From 1990 to 1998, New York
tested blood for HIV of thousand of
men who came to two city clinics--
one in Manhattan's Chelsea, another
in Fort Greene, Brooklyn-- to be
tested for syphilis and other
sexually transmitted diseases
(STDs). The researchers used
leftover blood, normally discarded,
and recorded demographic data--
age, ethnicity, reported sexual
orientation-- but supposedly nothing
that would link a blood sample
to anyone in particular. And New York
wasn't alone-- similar studies, under
the auspices of the US Centers for
Disease Control, looked without
asking at the blood of pregant
women, prisoners, TB patients, and
other groups.
People seeking treatment for
STDs can be a rich vein of
information about AIDS; indeed, they
can represent the "yeast" of an AIDS
epidemic: they are sexually active in
ways at least somewhat risky, at
the same time that having an STD
can make it easier to get or give HIV.
After nine years of compiling data,
New York's City's Department of
Health created a kind of motion
picture of HIV prevalence in a
signal population-- a picture of a loaf
not rising but, happily, falling on
average by more than half.
The Department of Health
reported its findings in July at this
year's international AIDS conference
in Durban, South Africa: the rate of
HIV infection among "men who have
sex with men" showing up at
these two STD clinics declined
overall from 47 percent in 1990 to 19
percent in 1998. Of those who tested
positive for HIV, some 59 percent
were aware of their status, but 41
percent were not. For that latter
group, the
Health Department was in the
curious position of doing extended
treatment, contact tracing, and
partner notification for such
conditions as syphilis and
gonorrhea, while ignoring the men's
secretly discovered HIV.
In a press conference outside
the office the study's author, Dr.
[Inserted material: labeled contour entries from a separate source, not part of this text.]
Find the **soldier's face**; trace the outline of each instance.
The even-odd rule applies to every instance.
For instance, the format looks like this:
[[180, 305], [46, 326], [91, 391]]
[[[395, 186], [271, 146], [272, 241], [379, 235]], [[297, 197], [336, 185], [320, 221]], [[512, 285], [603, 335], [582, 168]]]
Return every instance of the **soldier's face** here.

Lucia
Torian, Petrelis demanded that New
York City try to track down the
unknowing HIV-positive men and
inform them of their status.
But the city Department of
Health has refused, saying that
doing so would be unethical.
Moreover, the city says, it simply can't
be done because there is no way
trace back the HIV-positive blood to
its
donor precisely because ethics rules
were followed that were devised in
the aftermath of Tuskegee-- rules
that allow subjecting patients' tissue
to tests to which they don't give
consent, so long as no link exists
between results
and their identities.
Comparisons to Tuskegee
are unfounded, the city maintains. No
one was bribed or lied to about their
health. The study served as a "dip
stick" reading of HIV prevalence in
important populations, not a
hands-off experimental meditation
on how people die. At every turn,
visitors to city clinics are encouraged
to get HIV testing, which is offered
anonymously and free. And there are
good reasons for not forcing people
to take
HIV tests or giving people the results
of unrequested ones-- they may not
be ready to hear the results.
Prevalence surveys like this
can help figure out which groups to
target for education and treatment.
Interesting nuggets came out here:
the overall decline revealed local
lumpiness. Over the nine-year
period,
the decline in HIV among
clinic-goers was greater among
whites (34-10%) than Hispanics
(47% to 13%) and blacks (56-32%).
Among men having no STD, HIV
infection plummeted from 48 percent
to 10% in 1998. But
in older black
men-having-sex-with-men, the rate of
HIV infection increased.
So are secret, albeit
identity-protected, epidemiological
surveys the place to find shades of
Tuskegee today? Consider another
New York City institution-- Cornell
Medical College-- sponsor of a
long-running
study conducted in Port au Prince,
Haiti, that looks at how couples
where one partner has HIV
sometimes infects the other. If
researchers can find some people
with a natural resistance to HIV, it
could help find an HIV
vaccine. Enrollees get condoms and
counseling, but infections occur
anyway, at a rate of about seven
percent a year in couples having
unprotected sex-- a rate that would
be far lower if those infected with HIV
received
antiretrovirals, which dramatically
reduce virus loads in body fluids.
While Cornell's enrollees get some
of the best free health care on offer in
Haiti, expensive retrovirals are not
part of the deal, just like it is in
almost every
other impoverished country. And if a
vaccine is ever developed, Western
liability laws mean that it will be
tested first on the poor and
dark-skinned.
Unfair? Yet righteous
indignation at any particular project
has to be tempered by awareness of
the systemic choice by the rich world
to impoverish poor nations'
health-care systems in the guise of
"structural adjustment"-- not to
mention a tendency of third-world
elites to prefer guns to butter. "The
ethical issues sometimes are
torturing me,'' Dr. Jean William Pape,
the Hatian doctor who runs Cornell's
study, told the
New York Times last year. The
ghost of Tuskegee may not haunt the
corridors of New York City's
Department of Health, but it still
haunts medicine.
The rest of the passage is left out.